HB 1135 -- STATE ADMINISTRATIVE RULES REVIEW
SPONSOR: Smith (150)
COMMITTEE ACTION: Voted "do pass" by the Committee on Downsizing
State Government by a vote of 12 to 1.
Upon the request by a state agency to the Joint Committee on
Administrative Rules and the Secretary of State and after
publication in the Missouri Register, this bill authorizes the
Secretary of State to make non-substantive changes to the Code of
State Regulations to update the agency's name, address, phone, or
website information which are needed because of statutory changes
or executive orders.
Within 60 days after receipt by an agency of a written petition
filed by an individual requesting it to adopt, amend, or repeal a
rule, the bill requires the agency to submit a written response
to the petitioner and a copy of the response to the Joint
Committee on Administrative Rules and the Commissioner of
Administration containing its determination, along with a concise
summary of the basis for its determination. If the agency
determines that the rule merits amendment or recision, it must
initiate the applicable proceedings. The joint committee may
refer comments or recommendations regarding the rule to the
General Assembly for further action.
The bill specifies that any administrative rules filed by a state
agency on or after August 28, 2012, must automatically terminate
10 years after its effective date. Any rule in effect on August
28, 2012, will expire as follows:
(1) Rules which became effective on or before December 31, 1989,
will expire June 30, 2015;
(2) Rules which became effective between January 1, 1990, and
December 31, 1995, will expire June 30, 2016;
(3) Rules which became effective between January 1, 1996, and
December 31, 2000, will expire June 30, 2017;
(4) Rules which became effective between January 1, 2001, and
December 31, 2005, will expire June 30, 2018;
(5) Rules which became effective between January 1, 2006, and
December 31, 2007, will expire June 30, 2019; and
(6) Rules which became effective between January 1, 2008, and
August 28, 2012, including all rules filed but not yet effective
as of August 28, 2012, will expire June 30, 2020.

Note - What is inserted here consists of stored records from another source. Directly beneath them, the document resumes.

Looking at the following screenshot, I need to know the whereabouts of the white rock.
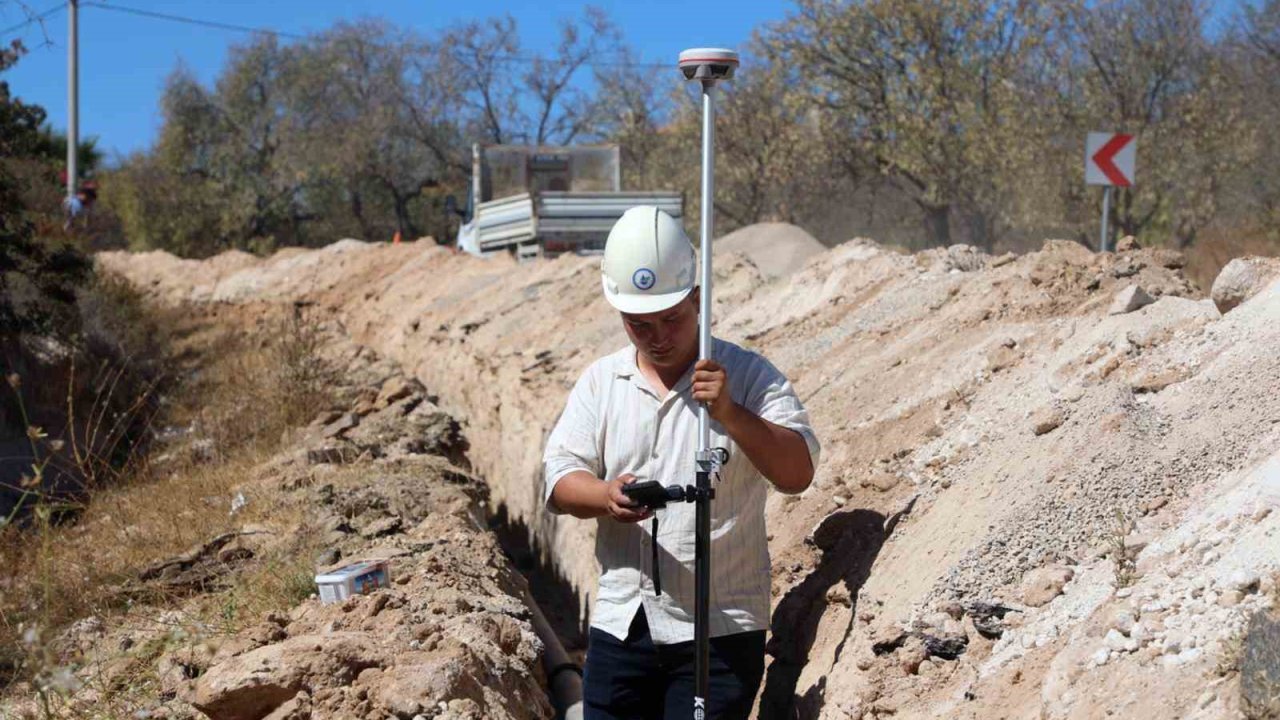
[1161,647,1204,667]
[1107,284,1156,315]
[1111,609,1137,635]
[1226,569,1262,594]
[1210,258,1280,313]
[1102,628,1138,652]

If an agency wants to continue the effectiveness of a rule beyond
its scheduled termination date, the agency must re-establish the
rule at least once every 10 years.
For each rule, amendment, or repromulgation filed on or after
August 28, 2012, the agency must review the rule to determine
whether the rule continues to be necessary, considering the
purpose, scope, and intent of the statute under which the rule
was adopted; whether the rule is obsolete; whether the rule
duplicates, overlaps, or conflicts with other rules or statutes;
whether a less restrictive, more narrowly tailored or alternative
rule could adequately protect the public to accomplish the same
statutory purpose; whether the rule needs to be amended or
rescinded to reduce regulatory burdens on individuals,
businesses, or political subdivisions to eliminate unnecessary
paperwork; and whether the rule incorporates a text or other
material by reference and, if so, whether the text or material
meets statutory requirements.
The Joint Committee on Administrative Rules must provide a report
on a semi-annual basis to state departments and the Secretary of
State and must post the information on its website detailing
which rules are scheduled to terminate within two years of the
date of the report. In no event must the inclusion or non-
inclusion of a rule in a report affect the scheduled termination
date of a rule. The state agency with authority to establish a
rule must ultimately remain responsible for monitoring the
effectiveness of its rules.
FISCAL NOTE: Estimated Net Cost on General Revenue Fund of $0 in
FY 2013, $0 in FY 2014, and Unknown over $100,000 in FY 2015. No
impact on Other State Funds in FY 2013, FY 2014, and FY 2015.
PROPONENTS: Supporters say that the bill gives the Secretary of
State the authority to make technical changes to rules.
Currently, regulations do not sunset and this will be a step
toward regulatory reform.
Testifying for the bill were Representative Smith (150); and
National Federation of Independent Business.
OPPONENTS: There was no opposition voiced to the committee.
OTHERS: Others testifying on the bill say that it will identify
rules that are obsolete or overly burdensome and remove them,
update them, or take other action that is necessary. A more
targeted approach that identifies the specific rules that need
review may allow for more thoughtful consideration of the action
Testifying on the bill was Office of Administration.